Recently, on May 6, the Beijing Academy of Artificial Intelligence released the large-scale open-source text dataset CCI 4.0 at the GOSIM Global Open Source Innovation Forum held in Paris, France, once again contributing vital open-source resources to the global innovation and development of large models.
Earlier, on April 21, Kunlun Wanwei's SkyReels team officially released and open-sourced SkyReels-V2, the world's first infinite-length movie generation model utilizing the Diffusion-forcing framework. It not only achieves a technical breakthrough but also offers diverse application scenarios, including story generation, image-to-video, camera motion expertise, and multi-agent consistent video generation.
SkyReels-V2 Method Overview
From Zhipu to Zhipu AI, from Kuaishou Keling to Kunlun Wanwei, from BGE to "Xiangshan," numerous Beijing-based institutions and enterprises continue to export technology to the global AI community. Various indicators suggest that China's open-source forces have transitioned from technology recipients to exporters.
Moreover, Beijing's open-source ecosystem is not a fragmented collection of technologies but has developed a full-stack capability spanning from chips to applications. It is precisely based on the profound foundation of the "Capital of Open Source" that the application level can fully flourish, exemplified by Kuaishou Keling AI 2.0's video generation model outperforming Sora with a win-loss ratio of 367%, Shengshu Technology's Vidu Q1 topping both VBench text-to-video rankings, and the "Tiangong" platform of the Beijing Humanoid Robot Innovation Center achieving the world's first example of humanoid running for a fully electric full-size embodied intelligent robot…
Currently, China's technological influence has surpassed expectations, presenting a path of "encircling the cities from the countryside" and gradually penetrating into core business areas.
Accompanying technological advancements, the battle for industry standard-setting rights has commenced. The "Tiancheng Evaluation System" released by the Beijing Academy of Artificial Intelligence aims to establish Chinese standards for large model evaluation, while the MIT open-source license adopted by the GLM series of models is rewriting the business rules of open-source software.
Beijing's open-source enterprises have a clear strategy: by leading evaluation benchmarks and license agreements, they aim to reshape the rules of the game in the global AI technology chain.
Greater attention should be paid to the business model innovation of the open-source route, namely, the "layered open source" strategy, which lays the groundwork for Chinese enterprises' "protracted war." "Layered open source" entails fully open-sourcing the basic model to expand the user base, while generating revenue through the enterprise version of the tool chain and professional support services.

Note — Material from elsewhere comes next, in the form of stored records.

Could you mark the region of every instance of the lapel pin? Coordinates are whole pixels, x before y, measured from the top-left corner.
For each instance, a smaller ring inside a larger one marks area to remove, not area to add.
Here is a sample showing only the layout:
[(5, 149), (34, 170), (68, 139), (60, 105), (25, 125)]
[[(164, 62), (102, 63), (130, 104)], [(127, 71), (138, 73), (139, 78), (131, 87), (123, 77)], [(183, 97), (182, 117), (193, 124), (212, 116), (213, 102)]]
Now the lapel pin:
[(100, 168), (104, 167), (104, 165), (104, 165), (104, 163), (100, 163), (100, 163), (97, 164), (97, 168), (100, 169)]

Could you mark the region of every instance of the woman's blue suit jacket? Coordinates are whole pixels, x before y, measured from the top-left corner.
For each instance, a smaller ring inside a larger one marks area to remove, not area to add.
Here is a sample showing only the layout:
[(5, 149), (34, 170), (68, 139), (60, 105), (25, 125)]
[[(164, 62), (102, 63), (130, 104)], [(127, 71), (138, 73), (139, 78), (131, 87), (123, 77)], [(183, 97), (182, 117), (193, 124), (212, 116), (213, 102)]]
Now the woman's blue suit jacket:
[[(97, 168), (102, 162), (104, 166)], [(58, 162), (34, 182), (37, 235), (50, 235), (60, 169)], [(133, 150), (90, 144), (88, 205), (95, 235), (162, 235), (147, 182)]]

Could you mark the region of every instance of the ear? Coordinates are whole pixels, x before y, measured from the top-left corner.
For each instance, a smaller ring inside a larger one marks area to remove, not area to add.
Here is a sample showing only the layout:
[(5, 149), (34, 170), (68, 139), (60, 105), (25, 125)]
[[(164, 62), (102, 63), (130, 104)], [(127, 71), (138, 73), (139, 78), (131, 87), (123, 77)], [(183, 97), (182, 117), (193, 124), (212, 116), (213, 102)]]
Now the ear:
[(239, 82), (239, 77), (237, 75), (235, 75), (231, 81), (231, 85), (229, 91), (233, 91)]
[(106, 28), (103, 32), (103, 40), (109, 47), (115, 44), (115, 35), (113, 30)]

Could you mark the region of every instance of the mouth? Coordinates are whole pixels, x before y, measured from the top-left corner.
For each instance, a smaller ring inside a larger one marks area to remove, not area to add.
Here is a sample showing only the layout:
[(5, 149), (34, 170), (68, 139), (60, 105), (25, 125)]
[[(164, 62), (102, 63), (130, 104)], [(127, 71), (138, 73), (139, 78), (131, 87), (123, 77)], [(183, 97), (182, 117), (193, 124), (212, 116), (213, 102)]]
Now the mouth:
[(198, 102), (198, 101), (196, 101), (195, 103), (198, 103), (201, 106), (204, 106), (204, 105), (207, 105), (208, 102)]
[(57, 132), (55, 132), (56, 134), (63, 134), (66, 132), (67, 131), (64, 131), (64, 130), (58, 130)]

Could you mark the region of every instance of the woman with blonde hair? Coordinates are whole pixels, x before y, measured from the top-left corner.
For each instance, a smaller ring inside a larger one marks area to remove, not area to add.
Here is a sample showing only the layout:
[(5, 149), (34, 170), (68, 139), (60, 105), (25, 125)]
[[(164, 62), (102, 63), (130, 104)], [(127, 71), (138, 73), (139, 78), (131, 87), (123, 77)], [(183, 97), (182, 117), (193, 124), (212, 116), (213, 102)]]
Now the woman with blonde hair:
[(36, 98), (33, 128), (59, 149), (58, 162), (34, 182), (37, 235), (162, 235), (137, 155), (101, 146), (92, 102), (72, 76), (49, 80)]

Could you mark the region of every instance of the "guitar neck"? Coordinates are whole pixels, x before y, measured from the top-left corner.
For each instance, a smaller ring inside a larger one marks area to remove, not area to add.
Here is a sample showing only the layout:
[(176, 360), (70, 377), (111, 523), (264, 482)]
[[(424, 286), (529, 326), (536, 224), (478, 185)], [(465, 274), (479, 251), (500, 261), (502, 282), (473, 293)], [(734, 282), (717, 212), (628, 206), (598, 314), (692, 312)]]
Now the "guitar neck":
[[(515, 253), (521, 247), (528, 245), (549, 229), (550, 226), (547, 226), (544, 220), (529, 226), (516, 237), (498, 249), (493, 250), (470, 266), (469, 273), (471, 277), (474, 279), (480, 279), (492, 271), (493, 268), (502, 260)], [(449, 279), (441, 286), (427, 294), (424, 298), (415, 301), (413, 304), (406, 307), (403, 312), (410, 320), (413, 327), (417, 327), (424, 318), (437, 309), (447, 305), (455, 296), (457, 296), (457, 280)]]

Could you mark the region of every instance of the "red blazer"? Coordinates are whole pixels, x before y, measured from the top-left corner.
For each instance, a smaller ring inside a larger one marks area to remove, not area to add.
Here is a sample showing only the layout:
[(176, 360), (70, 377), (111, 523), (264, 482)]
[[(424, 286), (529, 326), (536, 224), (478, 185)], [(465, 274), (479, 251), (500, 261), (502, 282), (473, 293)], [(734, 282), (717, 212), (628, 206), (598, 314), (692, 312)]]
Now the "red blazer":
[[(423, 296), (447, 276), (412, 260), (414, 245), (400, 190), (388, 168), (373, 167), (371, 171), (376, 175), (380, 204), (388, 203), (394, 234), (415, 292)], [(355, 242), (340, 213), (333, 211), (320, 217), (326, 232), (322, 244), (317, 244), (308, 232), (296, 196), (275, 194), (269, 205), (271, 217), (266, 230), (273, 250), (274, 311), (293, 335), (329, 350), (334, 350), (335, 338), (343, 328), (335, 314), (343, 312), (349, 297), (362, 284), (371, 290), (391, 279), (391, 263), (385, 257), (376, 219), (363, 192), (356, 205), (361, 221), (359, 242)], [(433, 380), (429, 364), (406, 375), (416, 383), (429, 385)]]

On April 18, the Zhipu Z Fund invested 300 million yuan to support entrepreneurship within the global open-source community, essentially building a business ecosystem through capital ties. This model not only circumvents the profit dilemma of purely open-source projects but also avoids the closed disadvantages of closed-source systems.
In response to the robust development of the open-source model, Sam Altman, CEO of OpenAI, a leading closed-source model, admitted for the first time in February this year that its closed-source strategy "stands on the wrong side of history."
Of course, open source may not entirely replace closed source but offers another possibility for the global development of AI. In this era of rising technological nationalism, Beijing's construction of the "Global Capital of Open Source" is opening up new directions and possibilities for the evolution of human AI.
Facts will inevitably prove that true innovation does not rely on the accumulation of parameters but on the resilience of the ecosystem and an open mindset.